Many advances have been made in the management of ST elevation myocardial infarction (STEMI) over the past three decades.1 This is owed to insight into role that thrombus has in the obstruction of the infarct-related artery (IRA) and the subsequent cascade of the myocardial ischaemia, cell oedema and myocardial necrosis. The institution of reperfusion therapy has revolutionised the care of patients with STEMI decreasing morbidity and mortality.2–5 This therapy, whether it be pharmacologic in the case of fibrinolysis or mechanical in the case of percutaneous coronary intervention (PCI), aims at restoring patency of the IRA and ultimately tissue perfusion. However, even with modern primary PCI, distal embolisation of thrombus is common and about a third of patients have impaired microvascular perfusion despite TIMI 3 flow in infarct vessel.6 This article will review the importance of thrombus in STEMI and approaches to management: mechanical and pharmacologic.

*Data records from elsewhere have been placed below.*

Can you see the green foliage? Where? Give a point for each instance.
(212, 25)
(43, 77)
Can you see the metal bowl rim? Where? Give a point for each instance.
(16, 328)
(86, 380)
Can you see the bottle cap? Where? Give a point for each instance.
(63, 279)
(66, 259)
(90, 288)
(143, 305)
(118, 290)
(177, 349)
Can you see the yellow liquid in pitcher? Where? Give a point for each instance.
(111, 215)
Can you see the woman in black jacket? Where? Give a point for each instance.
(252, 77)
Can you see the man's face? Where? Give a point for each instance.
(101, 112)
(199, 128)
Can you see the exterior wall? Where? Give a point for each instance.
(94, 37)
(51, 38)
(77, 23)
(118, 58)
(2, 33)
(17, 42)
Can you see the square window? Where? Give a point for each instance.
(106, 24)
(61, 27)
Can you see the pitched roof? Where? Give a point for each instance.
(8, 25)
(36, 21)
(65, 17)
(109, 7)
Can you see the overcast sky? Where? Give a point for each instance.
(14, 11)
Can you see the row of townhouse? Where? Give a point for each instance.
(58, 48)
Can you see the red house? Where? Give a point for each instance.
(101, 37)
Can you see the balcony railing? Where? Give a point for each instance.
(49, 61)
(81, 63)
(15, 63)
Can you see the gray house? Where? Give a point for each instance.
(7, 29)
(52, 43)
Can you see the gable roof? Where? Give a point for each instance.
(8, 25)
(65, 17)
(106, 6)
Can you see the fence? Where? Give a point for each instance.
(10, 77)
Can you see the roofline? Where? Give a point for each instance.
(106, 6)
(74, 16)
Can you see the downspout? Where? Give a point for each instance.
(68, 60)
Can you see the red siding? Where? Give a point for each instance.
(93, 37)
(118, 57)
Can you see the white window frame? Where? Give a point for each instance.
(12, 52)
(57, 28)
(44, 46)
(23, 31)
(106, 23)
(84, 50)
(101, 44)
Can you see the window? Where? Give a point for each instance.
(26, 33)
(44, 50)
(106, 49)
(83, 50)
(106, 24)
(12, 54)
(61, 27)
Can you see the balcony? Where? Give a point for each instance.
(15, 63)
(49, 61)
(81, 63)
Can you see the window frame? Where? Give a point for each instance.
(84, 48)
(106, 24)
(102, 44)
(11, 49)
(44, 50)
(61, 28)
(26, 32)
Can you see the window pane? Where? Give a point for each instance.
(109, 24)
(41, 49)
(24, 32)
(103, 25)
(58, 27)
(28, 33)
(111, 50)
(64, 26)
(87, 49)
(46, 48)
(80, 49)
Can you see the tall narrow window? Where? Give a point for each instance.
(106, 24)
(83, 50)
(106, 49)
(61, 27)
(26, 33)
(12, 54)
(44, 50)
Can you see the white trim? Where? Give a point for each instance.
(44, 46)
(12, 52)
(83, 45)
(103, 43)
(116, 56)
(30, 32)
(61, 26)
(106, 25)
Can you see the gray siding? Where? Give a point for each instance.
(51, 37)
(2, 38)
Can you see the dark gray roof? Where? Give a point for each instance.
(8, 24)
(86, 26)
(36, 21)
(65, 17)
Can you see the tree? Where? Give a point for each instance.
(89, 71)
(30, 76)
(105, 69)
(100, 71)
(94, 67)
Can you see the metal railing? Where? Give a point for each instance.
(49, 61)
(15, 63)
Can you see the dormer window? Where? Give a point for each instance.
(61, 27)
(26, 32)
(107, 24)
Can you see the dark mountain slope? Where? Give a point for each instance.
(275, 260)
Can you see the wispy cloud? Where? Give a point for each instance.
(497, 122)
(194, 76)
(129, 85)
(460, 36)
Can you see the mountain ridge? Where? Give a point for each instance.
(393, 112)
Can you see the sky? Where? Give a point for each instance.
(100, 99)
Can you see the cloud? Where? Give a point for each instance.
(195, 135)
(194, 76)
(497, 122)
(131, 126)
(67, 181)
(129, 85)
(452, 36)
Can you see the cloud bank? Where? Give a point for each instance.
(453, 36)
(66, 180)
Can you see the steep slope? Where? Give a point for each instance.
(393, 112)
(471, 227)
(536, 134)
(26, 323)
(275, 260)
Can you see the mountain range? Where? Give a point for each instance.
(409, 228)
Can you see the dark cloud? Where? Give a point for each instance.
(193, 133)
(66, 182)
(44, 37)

The Importance of Thrombus in the Pathophysiology of ST Elevation Myocardial Infarction
Mechanism of Acute Coronary Syndrome in the Formation of Thrombus
The pathophysiology of acute coronary syndrome (ACS) is rupture or erosion of the fibrous cap overlying lipid rich plaques within the arterial tree.1 This event exposes pro-inflammatory substances, ultimately resulting in platelet aggregation and formation of obstructive thrombus.1,7 Angiographic evidence of thrombus formation can be seen in more than 90 % of patients who present with ST elevation myocardial infarction (STEMI).8 Plaque rupture usually produces combination of red (cross-linked fibrin and red blood cells) and white (platelet aggregates) thrombus.9 Reperfusion therapy has become the cornerstone in the treatment of STEMI.10–13 The basis of this strategy is to restore epicardial blood flow either by the fibrinolysis of thrombus or by mechanical displacement of thrombus in the case of percutaneous coronary intervention (PCI).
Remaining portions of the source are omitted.